The disposal cell is impossible to ignore.
I wonder if the slow growth rate has anything to do with the soil at the site. The underlying soil profile has been heavily altered. Although the entire area was prairie during the Nineteenth Century, up to several feet of contaminated soil was scraped away during remediation. Clean soil was brought in and spread across the surface. Soil fertility was amended but perhaps the new soil was not of the highest quality.

Hairy mountain mint
The topographic contours of the site were constructed so water drains away from the disposal cell. Clearly, very little remains of the original in situ environmental variables that contributed to the health of the presettlement prairie. I suppose it is a miracle that plants are growing at all! It would be interesting to talk to Jon Wingo and hear his thoughts and observations about the development of the prairie at this location.

Compass plant
Nonetheless, the Howell Prairie is a beautiful place and I recommend that anyone interested visit it. The plant growth is healthy. Even in the dead of winter there is a lot of green foliage at ground level and the dormant plant stalk are incredibly beautiful – full of intricate shapes, details, swaying and rustling in the wind.

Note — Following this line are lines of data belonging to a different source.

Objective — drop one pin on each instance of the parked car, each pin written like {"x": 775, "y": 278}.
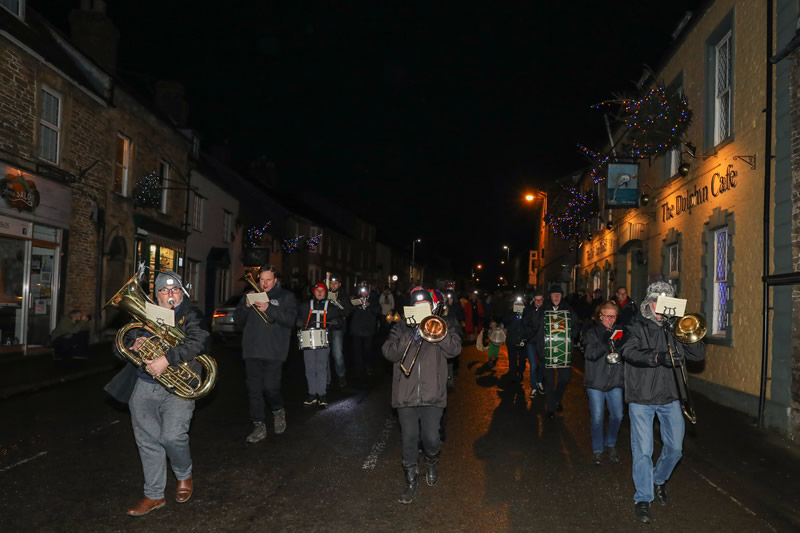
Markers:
{"x": 222, "y": 323}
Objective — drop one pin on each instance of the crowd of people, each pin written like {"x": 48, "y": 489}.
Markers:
{"x": 628, "y": 355}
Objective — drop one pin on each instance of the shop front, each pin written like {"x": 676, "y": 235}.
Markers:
{"x": 34, "y": 219}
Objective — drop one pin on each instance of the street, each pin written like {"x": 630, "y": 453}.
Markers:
{"x": 69, "y": 463}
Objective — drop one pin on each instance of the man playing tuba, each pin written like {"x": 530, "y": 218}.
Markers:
{"x": 161, "y": 419}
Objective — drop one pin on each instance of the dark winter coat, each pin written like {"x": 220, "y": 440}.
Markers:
{"x": 646, "y": 381}
{"x": 427, "y": 383}
{"x": 364, "y": 321}
{"x": 188, "y": 319}
{"x": 267, "y": 341}
{"x": 597, "y": 373}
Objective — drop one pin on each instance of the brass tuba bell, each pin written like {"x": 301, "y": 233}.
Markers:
{"x": 180, "y": 380}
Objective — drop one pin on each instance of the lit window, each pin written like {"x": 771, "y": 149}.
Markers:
{"x": 49, "y": 125}
{"x": 122, "y": 162}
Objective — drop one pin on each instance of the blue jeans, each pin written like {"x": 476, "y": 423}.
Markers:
{"x": 537, "y": 374}
{"x": 597, "y": 402}
{"x": 337, "y": 344}
{"x": 673, "y": 428}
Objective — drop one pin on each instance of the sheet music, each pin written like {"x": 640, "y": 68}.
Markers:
{"x": 160, "y": 315}
{"x": 254, "y": 297}
{"x": 667, "y": 306}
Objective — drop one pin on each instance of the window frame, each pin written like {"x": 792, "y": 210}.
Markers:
{"x": 44, "y": 123}
{"x": 124, "y": 165}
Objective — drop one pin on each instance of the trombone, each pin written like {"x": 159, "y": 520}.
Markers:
{"x": 688, "y": 329}
{"x": 250, "y": 280}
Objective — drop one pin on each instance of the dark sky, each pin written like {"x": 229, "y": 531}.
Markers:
{"x": 445, "y": 111}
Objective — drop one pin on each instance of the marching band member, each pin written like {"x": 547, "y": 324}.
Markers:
{"x": 336, "y": 331}
{"x": 161, "y": 419}
{"x": 317, "y": 314}
{"x": 421, "y": 396}
{"x": 651, "y": 390}
{"x": 265, "y": 348}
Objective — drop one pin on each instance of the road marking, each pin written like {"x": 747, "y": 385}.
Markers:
{"x": 383, "y": 438}
{"x": 734, "y": 500}
{"x": 23, "y": 461}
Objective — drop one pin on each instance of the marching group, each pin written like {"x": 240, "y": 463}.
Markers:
{"x": 642, "y": 375}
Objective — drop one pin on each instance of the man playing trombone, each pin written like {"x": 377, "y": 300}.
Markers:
{"x": 419, "y": 385}
{"x": 652, "y": 389}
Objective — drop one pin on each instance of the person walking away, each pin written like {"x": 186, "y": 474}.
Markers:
{"x": 421, "y": 396}
{"x": 265, "y": 347}
{"x": 652, "y": 390}
{"x": 603, "y": 379}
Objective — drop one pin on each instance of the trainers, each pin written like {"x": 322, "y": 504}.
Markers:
{"x": 279, "y": 421}
{"x": 660, "y": 492}
{"x": 612, "y": 454}
{"x": 642, "y": 511}
{"x": 259, "y": 432}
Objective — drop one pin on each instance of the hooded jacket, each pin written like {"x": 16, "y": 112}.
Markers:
{"x": 597, "y": 373}
{"x": 646, "y": 381}
{"x": 427, "y": 383}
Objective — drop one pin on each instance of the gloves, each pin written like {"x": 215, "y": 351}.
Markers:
{"x": 663, "y": 358}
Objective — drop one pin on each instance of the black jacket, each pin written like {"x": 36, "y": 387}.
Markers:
{"x": 646, "y": 381}
{"x": 597, "y": 373}
{"x": 427, "y": 383}
{"x": 188, "y": 319}
{"x": 267, "y": 341}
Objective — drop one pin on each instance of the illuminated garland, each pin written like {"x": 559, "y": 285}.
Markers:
{"x": 313, "y": 241}
{"x": 255, "y": 235}
{"x": 290, "y": 245}
{"x": 147, "y": 191}
{"x": 569, "y": 222}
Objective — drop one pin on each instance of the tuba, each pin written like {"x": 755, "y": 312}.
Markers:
{"x": 688, "y": 329}
{"x": 180, "y": 380}
{"x": 248, "y": 278}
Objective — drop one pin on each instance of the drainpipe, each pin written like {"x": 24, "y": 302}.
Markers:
{"x": 762, "y": 396}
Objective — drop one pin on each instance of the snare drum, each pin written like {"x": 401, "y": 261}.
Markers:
{"x": 312, "y": 339}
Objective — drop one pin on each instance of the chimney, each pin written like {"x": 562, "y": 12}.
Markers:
{"x": 170, "y": 100}
{"x": 94, "y": 34}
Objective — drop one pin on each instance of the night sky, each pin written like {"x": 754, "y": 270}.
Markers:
{"x": 428, "y": 118}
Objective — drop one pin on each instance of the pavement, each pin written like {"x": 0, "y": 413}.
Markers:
{"x": 727, "y": 445}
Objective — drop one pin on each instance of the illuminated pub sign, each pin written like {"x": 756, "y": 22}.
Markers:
{"x": 684, "y": 202}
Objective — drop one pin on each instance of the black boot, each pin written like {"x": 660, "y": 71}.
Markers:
{"x": 432, "y": 466}
{"x": 412, "y": 476}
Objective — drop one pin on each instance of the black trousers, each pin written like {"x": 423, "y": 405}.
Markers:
{"x": 554, "y": 393}
{"x": 419, "y": 423}
{"x": 263, "y": 380}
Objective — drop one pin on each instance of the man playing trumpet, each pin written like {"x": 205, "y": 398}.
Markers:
{"x": 420, "y": 395}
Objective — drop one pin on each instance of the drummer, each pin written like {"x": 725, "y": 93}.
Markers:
{"x": 314, "y": 317}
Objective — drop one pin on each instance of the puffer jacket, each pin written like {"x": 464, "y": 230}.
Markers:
{"x": 188, "y": 319}
{"x": 267, "y": 341}
{"x": 597, "y": 373}
{"x": 427, "y": 383}
{"x": 646, "y": 381}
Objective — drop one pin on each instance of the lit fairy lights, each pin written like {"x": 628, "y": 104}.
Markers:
{"x": 570, "y": 221}
{"x": 313, "y": 242}
{"x": 255, "y": 234}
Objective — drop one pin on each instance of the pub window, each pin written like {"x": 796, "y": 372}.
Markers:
{"x": 122, "y": 163}
{"x": 49, "y": 125}
{"x": 163, "y": 172}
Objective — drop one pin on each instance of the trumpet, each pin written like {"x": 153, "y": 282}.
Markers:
{"x": 250, "y": 280}
{"x": 432, "y": 329}
{"x": 688, "y": 329}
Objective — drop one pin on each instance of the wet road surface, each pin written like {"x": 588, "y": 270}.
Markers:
{"x": 69, "y": 463}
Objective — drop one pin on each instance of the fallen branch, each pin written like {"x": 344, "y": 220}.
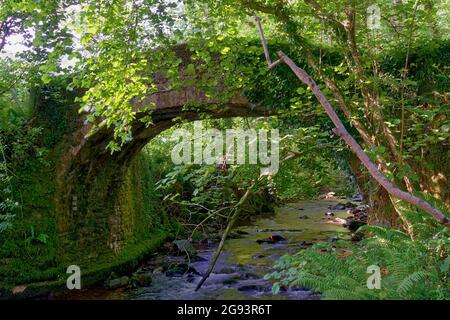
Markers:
{"x": 342, "y": 132}
{"x": 230, "y": 225}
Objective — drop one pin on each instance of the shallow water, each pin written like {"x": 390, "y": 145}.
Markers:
{"x": 243, "y": 263}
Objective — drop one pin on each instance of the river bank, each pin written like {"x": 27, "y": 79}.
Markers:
{"x": 239, "y": 272}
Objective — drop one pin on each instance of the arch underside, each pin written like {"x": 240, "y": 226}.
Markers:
{"x": 93, "y": 176}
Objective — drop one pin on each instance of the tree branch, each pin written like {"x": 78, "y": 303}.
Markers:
{"x": 341, "y": 131}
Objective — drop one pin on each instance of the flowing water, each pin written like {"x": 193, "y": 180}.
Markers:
{"x": 244, "y": 261}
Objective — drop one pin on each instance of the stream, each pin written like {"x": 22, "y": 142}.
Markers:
{"x": 243, "y": 263}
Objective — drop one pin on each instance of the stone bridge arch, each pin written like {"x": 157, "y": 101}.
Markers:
{"x": 90, "y": 179}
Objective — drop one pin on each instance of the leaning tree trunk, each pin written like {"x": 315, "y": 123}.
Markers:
{"x": 342, "y": 132}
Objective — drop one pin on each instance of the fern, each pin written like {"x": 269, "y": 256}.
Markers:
{"x": 411, "y": 269}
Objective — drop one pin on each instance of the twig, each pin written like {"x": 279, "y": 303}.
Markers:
{"x": 224, "y": 237}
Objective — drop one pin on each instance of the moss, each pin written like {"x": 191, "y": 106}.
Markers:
{"x": 120, "y": 264}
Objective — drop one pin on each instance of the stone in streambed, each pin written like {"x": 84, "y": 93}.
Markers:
{"x": 184, "y": 246}
{"x": 117, "y": 282}
{"x": 272, "y": 239}
{"x": 179, "y": 270}
{"x": 141, "y": 279}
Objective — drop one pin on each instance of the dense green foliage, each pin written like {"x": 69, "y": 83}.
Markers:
{"x": 410, "y": 269}
{"x": 92, "y": 64}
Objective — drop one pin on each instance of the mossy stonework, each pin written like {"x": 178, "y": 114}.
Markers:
{"x": 95, "y": 208}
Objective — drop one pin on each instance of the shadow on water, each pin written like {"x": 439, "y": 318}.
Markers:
{"x": 244, "y": 261}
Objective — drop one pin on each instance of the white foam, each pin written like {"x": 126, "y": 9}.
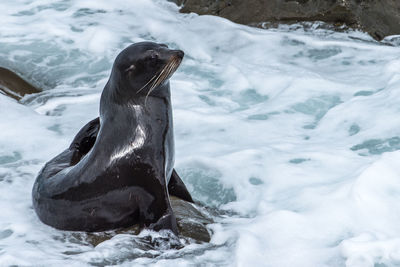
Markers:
{"x": 295, "y": 133}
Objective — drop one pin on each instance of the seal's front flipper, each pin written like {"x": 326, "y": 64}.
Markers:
{"x": 177, "y": 188}
{"x": 84, "y": 140}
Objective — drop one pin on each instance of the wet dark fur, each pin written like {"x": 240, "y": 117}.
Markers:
{"x": 118, "y": 171}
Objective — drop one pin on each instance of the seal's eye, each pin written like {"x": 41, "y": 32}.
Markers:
{"x": 153, "y": 55}
{"x": 130, "y": 68}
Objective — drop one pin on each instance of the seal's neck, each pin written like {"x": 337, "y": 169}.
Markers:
{"x": 116, "y": 99}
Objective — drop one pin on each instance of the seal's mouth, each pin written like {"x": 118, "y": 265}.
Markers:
{"x": 166, "y": 72}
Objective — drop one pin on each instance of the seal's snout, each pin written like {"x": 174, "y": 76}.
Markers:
{"x": 178, "y": 53}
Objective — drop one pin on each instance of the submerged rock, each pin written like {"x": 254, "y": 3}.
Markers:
{"x": 14, "y": 86}
{"x": 379, "y": 18}
{"x": 192, "y": 223}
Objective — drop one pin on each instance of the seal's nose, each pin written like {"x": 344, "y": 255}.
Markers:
{"x": 179, "y": 53}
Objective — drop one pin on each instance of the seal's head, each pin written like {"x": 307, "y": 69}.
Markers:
{"x": 142, "y": 67}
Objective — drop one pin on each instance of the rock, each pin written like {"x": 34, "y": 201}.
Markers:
{"x": 379, "y": 18}
{"x": 14, "y": 86}
{"x": 192, "y": 223}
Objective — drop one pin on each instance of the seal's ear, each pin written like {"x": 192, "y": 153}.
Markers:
{"x": 130, "y": 68}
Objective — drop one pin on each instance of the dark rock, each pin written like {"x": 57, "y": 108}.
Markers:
{"x": 14, "y": 86}
{"x": 192, "y": 223}
{"x": 379, "y": 18}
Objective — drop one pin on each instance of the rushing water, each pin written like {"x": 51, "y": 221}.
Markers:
{"x": 294, "y": 134}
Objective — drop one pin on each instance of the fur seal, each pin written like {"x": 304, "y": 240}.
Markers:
{"x": 118, "y": 170}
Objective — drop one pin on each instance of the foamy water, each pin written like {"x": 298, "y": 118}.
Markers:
{"x": 294, "y": 134}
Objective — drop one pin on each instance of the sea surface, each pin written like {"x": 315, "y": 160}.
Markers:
{"x": 293, "y": 134}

The site is so large that a number of landscapes are present. Tall grass prairie dominates and little bluestem (Schizachyrium scoparium) seems to be the most common grass across the prairie.

Cattails
There are a couple of swampy areas where scrubby trees, cattails and Carex spp. are scattered among the prairie plants. Slopes seem to have a different species composition than hill tops. In several places one forb dominates with other species mixed in. These concentrations include asters, beardtongue (Penstemon digitalis), bee balm (Monarda sp.), rattlesnake master (Eryngium yuccifolium), and stiff goldenrod (Solidage rigida).

Grey coneflower stalks
Other species noted include compass plant (Silphium laciniatum), false indigo (Baptisia sp.), mountain mint (Pycnanthemum sp.), bush clover (Lespedeza capitata) and prairie clover (Dalea purpurea). There are many species of grass as well. I noticed a small stand of Iva annua in a less well drained area behind the disposal cell. I doubt this was sown intentionally. It likely represents a natural recolonization of this species from the Missouri River valley just a couple of miles away as the crow flies. You can access a partial list of species installed at Howell Prairie here.

Monitoring well #2038
If you visit don’t expect wilderness. The sound of traffic on Highway 40 (maybe a mile and a half to the north) was an omnipresent low hum. The Department of Energy continues an intensive groundwater monitoring program in the area. You are never out of sight of several of these clusters of bright yellow posts. As I mentioned earlier, the disposal cell is such an enormous feature that, as long as you are vertical, you never lose sight of it.

More monitoring wells at the tree line
My visit left me with a profound sadness over our seeming propensity to screw up everything we touch. At the same time I realize that our knowledge increases and we try to do better all the time. The people who built this place probably didn’t realize they were destroying the environment. They likely thought that dumping TNT residues into a huge unlined pit full of water was the best way to dispose of it.

One of the most shocking things I saw were pictures of soil cores taken from the disposal pits. Seeing those rainbow-hued soil cores really brings home what was going on here. I think the take home for me is that we should keep an open mind to the potential harmful effects of our actions. ‘Walk softly on the earth’ is a good position to start from. Think about how our purchases, our choices, our daily activities might be helping create some future environmental disaster. We might not prevent it. But we might.

As I was driving home the huge moon rose above O'Fallon. I looked at that gorgeous moon shining down on all that clutter - the stores with their garish lighted signs, Highway 40 full of automobiles belching carbon, and row upon row of hideous cheap suburban housing. I despaired again and felt ashamed that this is what we do - here on such a wonderful planet, under the gaze of this beautiful and mysterious moon.